Personnage clé du documentaire The Great Hack: l'affaire Cambridge Analytica, toujours disponible sur Netflix, David Caroll a répondu aux questions de Clubic à l'occasion de la Maddy Keynote 2020 qui a lieu les 30 et 31 janvier à Paris.
L'interview de David Caroll, lanceur d'alerte dans l'affaire Cambridge Analytica
Clubic : David, il y a près de deux ans maintenant, vous avez déposé plainte contre la maison-mère de la société Cambridge Analytica, SCL, accusée d'avoir obtenu illégalement les données Facebook de dizaines de millions d'utilisateurs à travers le monde. Vous réclamiez les données détenues à votre sujet.
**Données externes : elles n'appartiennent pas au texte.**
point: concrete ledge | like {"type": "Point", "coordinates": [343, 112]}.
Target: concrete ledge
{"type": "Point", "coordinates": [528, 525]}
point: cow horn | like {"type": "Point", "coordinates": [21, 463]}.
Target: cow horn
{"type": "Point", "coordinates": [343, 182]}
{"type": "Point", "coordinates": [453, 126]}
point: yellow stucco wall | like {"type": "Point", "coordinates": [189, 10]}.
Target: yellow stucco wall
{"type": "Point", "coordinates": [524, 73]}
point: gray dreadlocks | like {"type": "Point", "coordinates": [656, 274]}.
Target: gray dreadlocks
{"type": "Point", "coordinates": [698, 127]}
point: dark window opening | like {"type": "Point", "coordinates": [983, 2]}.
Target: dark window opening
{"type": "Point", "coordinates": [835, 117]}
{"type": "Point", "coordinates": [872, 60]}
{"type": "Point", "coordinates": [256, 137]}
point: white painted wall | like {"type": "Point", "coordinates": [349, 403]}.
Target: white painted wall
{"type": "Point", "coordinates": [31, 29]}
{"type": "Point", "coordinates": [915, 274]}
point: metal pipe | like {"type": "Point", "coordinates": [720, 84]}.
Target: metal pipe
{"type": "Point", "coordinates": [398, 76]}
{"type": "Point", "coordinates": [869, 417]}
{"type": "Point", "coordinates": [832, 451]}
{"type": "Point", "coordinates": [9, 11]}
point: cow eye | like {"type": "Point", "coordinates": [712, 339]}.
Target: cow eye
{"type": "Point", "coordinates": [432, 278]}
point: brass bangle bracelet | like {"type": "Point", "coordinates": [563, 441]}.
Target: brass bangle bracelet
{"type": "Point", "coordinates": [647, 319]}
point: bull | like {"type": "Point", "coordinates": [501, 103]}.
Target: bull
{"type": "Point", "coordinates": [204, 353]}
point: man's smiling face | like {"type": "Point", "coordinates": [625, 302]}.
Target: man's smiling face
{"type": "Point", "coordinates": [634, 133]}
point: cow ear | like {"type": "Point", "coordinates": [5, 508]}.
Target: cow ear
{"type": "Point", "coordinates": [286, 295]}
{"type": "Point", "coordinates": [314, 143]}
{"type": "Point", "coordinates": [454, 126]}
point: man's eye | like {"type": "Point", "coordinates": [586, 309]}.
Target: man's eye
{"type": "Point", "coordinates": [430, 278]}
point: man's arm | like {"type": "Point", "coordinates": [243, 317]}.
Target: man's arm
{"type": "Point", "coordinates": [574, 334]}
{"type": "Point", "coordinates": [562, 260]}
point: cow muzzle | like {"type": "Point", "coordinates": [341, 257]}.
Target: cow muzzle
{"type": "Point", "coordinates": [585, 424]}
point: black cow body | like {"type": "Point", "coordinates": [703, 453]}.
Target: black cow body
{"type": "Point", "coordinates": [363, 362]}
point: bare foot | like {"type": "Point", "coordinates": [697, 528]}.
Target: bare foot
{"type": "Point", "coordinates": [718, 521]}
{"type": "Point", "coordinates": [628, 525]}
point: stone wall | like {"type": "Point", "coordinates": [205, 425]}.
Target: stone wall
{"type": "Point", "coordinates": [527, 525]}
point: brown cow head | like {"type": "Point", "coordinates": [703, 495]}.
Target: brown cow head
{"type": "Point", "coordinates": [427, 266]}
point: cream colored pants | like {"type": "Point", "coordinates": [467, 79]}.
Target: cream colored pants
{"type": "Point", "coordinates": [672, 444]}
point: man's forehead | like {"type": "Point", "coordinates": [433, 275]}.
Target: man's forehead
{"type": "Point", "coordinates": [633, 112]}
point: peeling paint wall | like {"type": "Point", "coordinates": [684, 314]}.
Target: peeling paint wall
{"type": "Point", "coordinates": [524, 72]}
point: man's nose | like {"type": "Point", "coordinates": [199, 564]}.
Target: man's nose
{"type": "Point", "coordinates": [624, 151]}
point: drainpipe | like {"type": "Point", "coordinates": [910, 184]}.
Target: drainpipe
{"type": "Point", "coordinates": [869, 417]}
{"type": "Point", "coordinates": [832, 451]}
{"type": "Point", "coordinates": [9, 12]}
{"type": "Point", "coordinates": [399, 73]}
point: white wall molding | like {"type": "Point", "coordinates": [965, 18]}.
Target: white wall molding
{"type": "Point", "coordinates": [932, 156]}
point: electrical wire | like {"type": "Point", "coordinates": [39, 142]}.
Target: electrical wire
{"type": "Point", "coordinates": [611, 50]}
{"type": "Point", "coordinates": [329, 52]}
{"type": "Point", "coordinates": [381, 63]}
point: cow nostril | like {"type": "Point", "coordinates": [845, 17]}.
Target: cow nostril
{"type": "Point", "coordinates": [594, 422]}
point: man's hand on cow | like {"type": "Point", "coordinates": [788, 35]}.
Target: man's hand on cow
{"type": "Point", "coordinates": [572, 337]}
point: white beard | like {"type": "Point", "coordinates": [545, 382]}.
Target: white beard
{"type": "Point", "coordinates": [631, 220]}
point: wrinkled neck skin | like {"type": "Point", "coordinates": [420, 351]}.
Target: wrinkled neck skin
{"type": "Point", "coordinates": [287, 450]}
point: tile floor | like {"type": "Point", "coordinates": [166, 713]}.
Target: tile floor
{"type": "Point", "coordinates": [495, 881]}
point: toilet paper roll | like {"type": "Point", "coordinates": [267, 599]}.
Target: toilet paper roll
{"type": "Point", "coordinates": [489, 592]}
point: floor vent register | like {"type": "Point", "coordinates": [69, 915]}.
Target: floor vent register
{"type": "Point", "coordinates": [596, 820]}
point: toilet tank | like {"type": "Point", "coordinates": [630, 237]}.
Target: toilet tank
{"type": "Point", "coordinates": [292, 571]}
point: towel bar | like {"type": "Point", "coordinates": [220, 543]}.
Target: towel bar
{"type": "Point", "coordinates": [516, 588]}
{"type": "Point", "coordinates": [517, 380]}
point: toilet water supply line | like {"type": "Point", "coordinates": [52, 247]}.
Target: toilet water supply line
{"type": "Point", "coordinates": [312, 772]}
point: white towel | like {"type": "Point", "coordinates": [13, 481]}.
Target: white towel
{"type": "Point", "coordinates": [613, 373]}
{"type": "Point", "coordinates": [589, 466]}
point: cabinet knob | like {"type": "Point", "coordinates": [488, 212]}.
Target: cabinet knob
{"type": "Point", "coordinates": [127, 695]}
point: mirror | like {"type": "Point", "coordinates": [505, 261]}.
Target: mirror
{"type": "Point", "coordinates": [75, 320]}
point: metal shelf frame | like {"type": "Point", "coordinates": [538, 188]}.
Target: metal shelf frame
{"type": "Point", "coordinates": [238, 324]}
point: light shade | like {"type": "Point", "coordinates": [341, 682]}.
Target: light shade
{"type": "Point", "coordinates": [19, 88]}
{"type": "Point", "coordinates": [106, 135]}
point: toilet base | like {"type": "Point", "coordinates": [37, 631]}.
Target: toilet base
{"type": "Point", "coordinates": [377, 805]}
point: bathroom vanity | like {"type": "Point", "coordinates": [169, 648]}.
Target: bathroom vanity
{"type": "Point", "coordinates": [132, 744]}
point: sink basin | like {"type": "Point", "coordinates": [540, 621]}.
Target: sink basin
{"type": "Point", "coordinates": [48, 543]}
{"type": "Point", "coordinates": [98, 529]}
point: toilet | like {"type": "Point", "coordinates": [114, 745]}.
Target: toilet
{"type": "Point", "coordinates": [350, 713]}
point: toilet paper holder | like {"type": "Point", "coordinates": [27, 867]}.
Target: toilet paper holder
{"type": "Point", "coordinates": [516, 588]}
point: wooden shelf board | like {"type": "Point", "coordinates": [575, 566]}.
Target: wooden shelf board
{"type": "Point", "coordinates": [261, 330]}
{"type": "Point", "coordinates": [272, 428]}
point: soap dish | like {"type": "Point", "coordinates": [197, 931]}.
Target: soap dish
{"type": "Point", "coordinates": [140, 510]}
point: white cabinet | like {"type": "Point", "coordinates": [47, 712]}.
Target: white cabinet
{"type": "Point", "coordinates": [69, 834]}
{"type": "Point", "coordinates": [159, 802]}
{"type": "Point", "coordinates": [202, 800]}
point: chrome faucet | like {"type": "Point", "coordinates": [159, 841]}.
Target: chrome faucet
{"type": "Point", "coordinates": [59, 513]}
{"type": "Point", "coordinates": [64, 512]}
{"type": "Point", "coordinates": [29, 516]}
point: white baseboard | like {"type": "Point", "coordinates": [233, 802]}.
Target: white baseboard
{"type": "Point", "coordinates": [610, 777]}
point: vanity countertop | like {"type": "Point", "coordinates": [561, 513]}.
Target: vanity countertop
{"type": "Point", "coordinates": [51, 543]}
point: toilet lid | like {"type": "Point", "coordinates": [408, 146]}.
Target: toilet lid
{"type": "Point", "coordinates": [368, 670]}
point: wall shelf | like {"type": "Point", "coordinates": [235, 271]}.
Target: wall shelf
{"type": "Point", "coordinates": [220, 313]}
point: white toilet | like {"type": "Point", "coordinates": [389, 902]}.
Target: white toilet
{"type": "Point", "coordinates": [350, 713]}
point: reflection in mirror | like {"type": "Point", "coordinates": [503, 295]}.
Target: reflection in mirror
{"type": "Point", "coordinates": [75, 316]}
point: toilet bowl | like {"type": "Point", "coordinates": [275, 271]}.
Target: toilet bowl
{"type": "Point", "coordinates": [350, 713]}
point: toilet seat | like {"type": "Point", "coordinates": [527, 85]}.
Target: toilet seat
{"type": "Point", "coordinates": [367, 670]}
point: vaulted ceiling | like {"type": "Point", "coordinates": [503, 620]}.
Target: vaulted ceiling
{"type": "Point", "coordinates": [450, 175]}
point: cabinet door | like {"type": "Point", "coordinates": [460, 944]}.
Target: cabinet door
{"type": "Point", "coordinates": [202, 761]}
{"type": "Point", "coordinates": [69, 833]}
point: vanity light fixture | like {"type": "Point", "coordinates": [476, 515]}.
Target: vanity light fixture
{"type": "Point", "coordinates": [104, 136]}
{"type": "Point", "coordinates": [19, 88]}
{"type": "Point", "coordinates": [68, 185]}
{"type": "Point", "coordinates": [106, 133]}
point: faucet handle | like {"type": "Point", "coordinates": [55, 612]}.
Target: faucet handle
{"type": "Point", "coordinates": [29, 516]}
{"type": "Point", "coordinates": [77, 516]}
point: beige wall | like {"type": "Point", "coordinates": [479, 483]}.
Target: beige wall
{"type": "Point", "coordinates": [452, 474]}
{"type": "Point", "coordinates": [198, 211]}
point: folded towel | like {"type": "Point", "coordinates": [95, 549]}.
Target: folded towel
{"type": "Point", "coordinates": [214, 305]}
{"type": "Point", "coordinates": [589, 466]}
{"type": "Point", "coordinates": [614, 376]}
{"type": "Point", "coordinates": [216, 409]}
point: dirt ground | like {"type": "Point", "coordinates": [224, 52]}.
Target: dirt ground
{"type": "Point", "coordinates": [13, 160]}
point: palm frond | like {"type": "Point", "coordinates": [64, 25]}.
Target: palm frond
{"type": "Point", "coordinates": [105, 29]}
Aujourd'hui, pensez-vous que ce scandale a entaché de manière définitive la réputation de Facebook, alors que le groupe n'a presque jamais été puissant en Bourse (cours à 222 dollars le 17 janvier 2020) ?Le rapport de l'ICO (Ndlr : Information Commissioner's Office, équivalent britannique de la CNIL) n'a toujours pas été publié depuis la saisie sous mandat criminel des serveurs de Cambridge Analytica/SCL au printemps 2018. Le caucus de l'Iowa aura lieu le 3 février, dans seulement quelques jours, et nous ne savons toujours pas ce que ces serveurs contiennent, bien que l'ICO a confirmé qu'ils contiennent des données électorales américaines et des données issues des questions OCEAN liées aux campagnes présidentielles de 2016.
« Cambridge Analytica n'a peut-être pas été suffisamment sanctionnée pour dissuader d'autres acteurs de se livrer à des abus »
Il est évident que l'application des lois existantes évolue trop lentement par rapport aux progrès de la technologie et au cycle électoral lui-même. Même certaines des lois électorales et de protection des données les plus strictes au monde ne sont « pas appropriées » à protéger les élections libres et équitables contre les abus massifs de données.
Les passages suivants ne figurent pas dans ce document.